The nobleman dragged his hat from his head and bowed at the waist before the brigade leader. “Indeed, my dear friend. Once we’ve finished dressing you in the entire suit of armor, I want you to carry that pike I brought for you to carry on horseback.”
From inside the helmet Bridger’s words had a dull ring of doubt. “You … want me to get on a horse with all this on?”
“By Jove I do!” the Scotsman cheered. “This suit of armor was worn by generations of ancient warriors in my family—a gift from me to a present-day warrior. I have fought against Napoleon’s finest soldiers in battles on the Continent of Europe, yet never have I found any braver breed than you and men like you, Jim Bridger. My hat’s off to your kind, noble sir!”
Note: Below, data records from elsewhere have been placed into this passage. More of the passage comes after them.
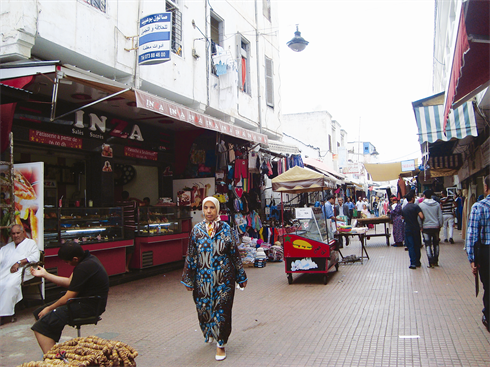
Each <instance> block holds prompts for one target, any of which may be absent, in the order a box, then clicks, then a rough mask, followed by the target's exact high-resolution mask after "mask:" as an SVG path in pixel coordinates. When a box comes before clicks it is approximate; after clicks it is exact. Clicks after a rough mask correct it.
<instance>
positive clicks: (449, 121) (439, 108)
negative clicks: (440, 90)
mask: <svg viewBox="0 0 490 367" xmlns="http://www.w3.org/2000/svg"><path fill="white" fill-rule="evenodd" d="M436 97H439V95H436V96H432V97H429V98H426V99H424V100H421V101H417V102H413V103H412V105H413V111H414V113H415V119H416V120H417V127H418V136H419V143H420V144H422V143H424V142H429V143H434V142H436V141H438V140H440V141H448V140H451V139H454V138H455V139H463V138H465V137H466V136H469V135H470V136H478V129H477V126H476V118H475V111H474V109H473V105H472V102H466V103H464V104H463V105H461V106H460V107H458V108H457V109H456V110H453V111H452V112H451V114H450V115H449V118H448V123H447V126H446V134H444V121H443V119H444V105H443V104H431V103H430V101H429V100H430V99H432V101H434V100H435V99H437V98H436ZM427 102H428V103H427Z"/></svg>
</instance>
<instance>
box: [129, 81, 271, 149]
mask: <svg viewBox="0 0 490 367" xmlns="http://www.w3.org/2000/svg"><path fill="white" fill-rule="evenodd" d="M135 95H136V106H137V107H138V108H144V109H146V110H149V111H153V112H157V113H159V114H162V115H165V116H169V117H172V118H174V119H176V120H180V121H185V122H187V123H189V124H192V125H194V126H196V127H201V128H203V129H208V130H214V131H218V132H220V133H222V134H226V135H230V136H234V137H236V138H240V139H244V140H248V141H252V142H255V143H262V144H266V145H267V144H268V141H269V139H268V138H267V135H264V134H260V133H256V132H253V131H250V130H247V129H244V128H241V127H238V126H234V125H231V124H228V123H226V122H223V121H221V120H218V119H216V118H213V117H210V116H207V115H204V114H201V113H197V112H195V111H193V110H191V109H189V108H187V107H184V106H181V105H178V104H175V103H170V102H168V101H166V100H164V99H163V98H160V97H157V96H153V95H151V94H148V93H145V92H142V91H140V90H135Z"/></svg>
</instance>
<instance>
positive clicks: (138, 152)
mask: <svg viewBox="0 0 490 367" xmlns="http://www.w3.org/2000/svg"><path fill="white" fill-rule="evenodd" d="M124 155H125V156H126V157H133V158H140V159H149V160H152V161H156V160H157V159H158V152H152V151H151V150H145V149H139V148H132V147H124Z"/></svg>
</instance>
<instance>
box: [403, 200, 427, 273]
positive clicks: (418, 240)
mask: <svg viewBox="0 0 490 367" xmlns="http://www.w3.org/2000/svg"><path fill="white" fill-rule="evenodd" d="M406 199H407V201H408V204H407V205H405V207H404V208H403V209H402V216H403V219H404V221H405V245H406V246H407V249H408V256H409V257H410V266H409V268H410V269H416V268H417V267H420V266H421V263H420V247H421V246H422V241H421V239H420V224H419V221H418V220H419V219H421V220H424V214H423V213H422V209H420V206H418V205H416V204H414V202H415V196H414V195H413V193H411V192H410V193H409V194H407V196H406Z"/></svg>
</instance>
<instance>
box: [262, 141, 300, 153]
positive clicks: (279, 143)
mask: <svg viewBox="0 0 490 367" xmlns="http://www.w3.org/2000/svg"><path fill="white" fill-rule="evenodd" d="M267 150H270V151H271V152H273V153H278V154H299V153H301V152H300V151H299V149H298V147H297V146H295V145H287V144H284V143H279V142H277V141H272V140H269V146H268V148H267Z"/></svg>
Suddenly Joe Meek leaped to the center of the open circle, pounding Bridger on the back, waving for the crowd to join him in their congratulations. “Sing out with me, boys—sing out for these Shining Mountains and our noble few!”
The throng answered the call, “Huzzah!”
And Joe cried again, “Huzzah for the Rockies!”
“Huzzah!” the voices echoed all the stronger.
Then a third time Meek exhorted them. “For the mountain man!”
When came the deafening roar that rocked this valley of the Green River: “HUZZAH!”